Droits humains: la Suisse condamnée pour l'internement d'un prisonnier

La Cour européenne des droits de l'homme condamne la Suisse. La justice helvétique a interné au terme de sa peine un détenu souffrant de troubles psychiques.
02 nov. 2021, 14:25
La Suisse n'aurait pas dû infliger une double peine au prisonnier.

La Cour européenne des droits de l'homme condamne la Suisse pour l'internement après coup d'un homme souffrant de troubles psychiques. Ce dernier avait été condamné à 20 ans de réclusion après deux meurtres. L'internement avait été ordonné à l'issue de la peine.

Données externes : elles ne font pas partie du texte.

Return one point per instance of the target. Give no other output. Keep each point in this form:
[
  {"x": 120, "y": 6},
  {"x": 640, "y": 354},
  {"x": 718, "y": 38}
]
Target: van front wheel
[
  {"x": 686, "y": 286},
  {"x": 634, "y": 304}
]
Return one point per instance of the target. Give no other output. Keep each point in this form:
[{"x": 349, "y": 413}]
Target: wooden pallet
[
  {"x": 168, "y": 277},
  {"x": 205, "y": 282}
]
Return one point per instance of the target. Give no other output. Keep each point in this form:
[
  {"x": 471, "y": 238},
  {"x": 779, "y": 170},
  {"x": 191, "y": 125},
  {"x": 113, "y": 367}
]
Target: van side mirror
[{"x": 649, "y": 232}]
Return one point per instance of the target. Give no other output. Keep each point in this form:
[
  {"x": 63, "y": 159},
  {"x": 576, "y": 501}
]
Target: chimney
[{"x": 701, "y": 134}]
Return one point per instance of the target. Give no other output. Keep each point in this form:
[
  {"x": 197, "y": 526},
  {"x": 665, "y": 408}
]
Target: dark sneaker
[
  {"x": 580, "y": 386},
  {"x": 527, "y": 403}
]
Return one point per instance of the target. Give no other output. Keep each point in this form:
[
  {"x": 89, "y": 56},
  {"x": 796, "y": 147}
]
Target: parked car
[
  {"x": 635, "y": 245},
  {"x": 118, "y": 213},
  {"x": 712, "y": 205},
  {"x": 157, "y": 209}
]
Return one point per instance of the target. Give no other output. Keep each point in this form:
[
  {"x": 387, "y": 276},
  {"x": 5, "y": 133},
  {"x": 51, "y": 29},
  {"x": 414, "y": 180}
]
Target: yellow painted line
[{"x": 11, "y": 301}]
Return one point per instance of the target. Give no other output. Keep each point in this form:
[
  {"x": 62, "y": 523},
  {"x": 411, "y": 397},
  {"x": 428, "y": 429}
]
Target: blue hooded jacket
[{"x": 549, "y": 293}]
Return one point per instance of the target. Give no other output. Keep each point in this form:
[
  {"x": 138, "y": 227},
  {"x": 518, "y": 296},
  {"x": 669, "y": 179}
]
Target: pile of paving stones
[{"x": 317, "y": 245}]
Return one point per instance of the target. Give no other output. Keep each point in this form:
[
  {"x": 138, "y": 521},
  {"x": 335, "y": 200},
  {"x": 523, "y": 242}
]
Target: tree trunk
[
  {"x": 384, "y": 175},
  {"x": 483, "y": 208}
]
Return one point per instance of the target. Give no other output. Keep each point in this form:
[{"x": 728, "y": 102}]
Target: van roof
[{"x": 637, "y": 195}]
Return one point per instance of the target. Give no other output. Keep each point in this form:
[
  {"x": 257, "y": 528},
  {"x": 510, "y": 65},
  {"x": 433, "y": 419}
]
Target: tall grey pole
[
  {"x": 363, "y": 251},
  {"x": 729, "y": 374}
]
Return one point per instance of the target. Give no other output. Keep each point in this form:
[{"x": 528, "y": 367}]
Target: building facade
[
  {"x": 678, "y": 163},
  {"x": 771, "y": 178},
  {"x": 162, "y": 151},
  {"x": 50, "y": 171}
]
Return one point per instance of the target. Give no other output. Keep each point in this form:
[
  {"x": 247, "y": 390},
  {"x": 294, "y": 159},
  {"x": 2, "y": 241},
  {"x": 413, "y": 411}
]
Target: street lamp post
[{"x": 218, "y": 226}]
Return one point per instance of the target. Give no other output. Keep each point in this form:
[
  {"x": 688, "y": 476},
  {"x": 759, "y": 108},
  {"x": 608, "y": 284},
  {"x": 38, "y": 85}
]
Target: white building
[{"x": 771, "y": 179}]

L'homme, âgé aujourd'hui de 61 ans, avait été condamné au début des années 1990 par la Cour d'assises du canton de Zurich pour assassinat, homicide volontaire et d'autres délits. Le tribunal avait renoncé intentionnellement à prononcer un internement selon le droit de l'époque, car la mesure durait rarement plus de 5 ans en pratique.


A l'issue de la peine en 2010, le Ministère public zurichois avait demandé un internement en application des nouvelles règles du Code pénal. Il considérait que le condamné risquait toujours de commettre des délits violents graves.

Nouvelle expertise

La Cour européenne des droits de l'homme (CourEDH) admet le recours de l'interné. En l'espèce, la Suisse a violé trois articles de la Convention.

La cour estime que la procédure d'internement n'a pas pris assez en compte la condamnation initiale du recourant. Les délits de l'époque n'ont pas été réexaminés. Seules les conditions d'un internement ont été vérifiées, ce qui équivaut au final à une double sanction.

Etablissement adapté

De plus, la privation de liberté d'un malade psychique n'est régulière que si elle déroule dans une institution adaptée et non dans un établissement ordinaire d'exécution des peines. Le fait que l'intéressé ne soit pas accessible à un traitement n'est pas pertinent en l'occurrence.

En prononçant après coup cet internement, la Suisse a aussi violé le principe de la légalité: au moment de la condamnation de l'homme, le droit ne permettait pas de décider plus tard d'un internement.

La Suisse est condamnée à verser au recourant 40'000 euros pour dommage moral et 6'000 euros pour ses frais et dépens.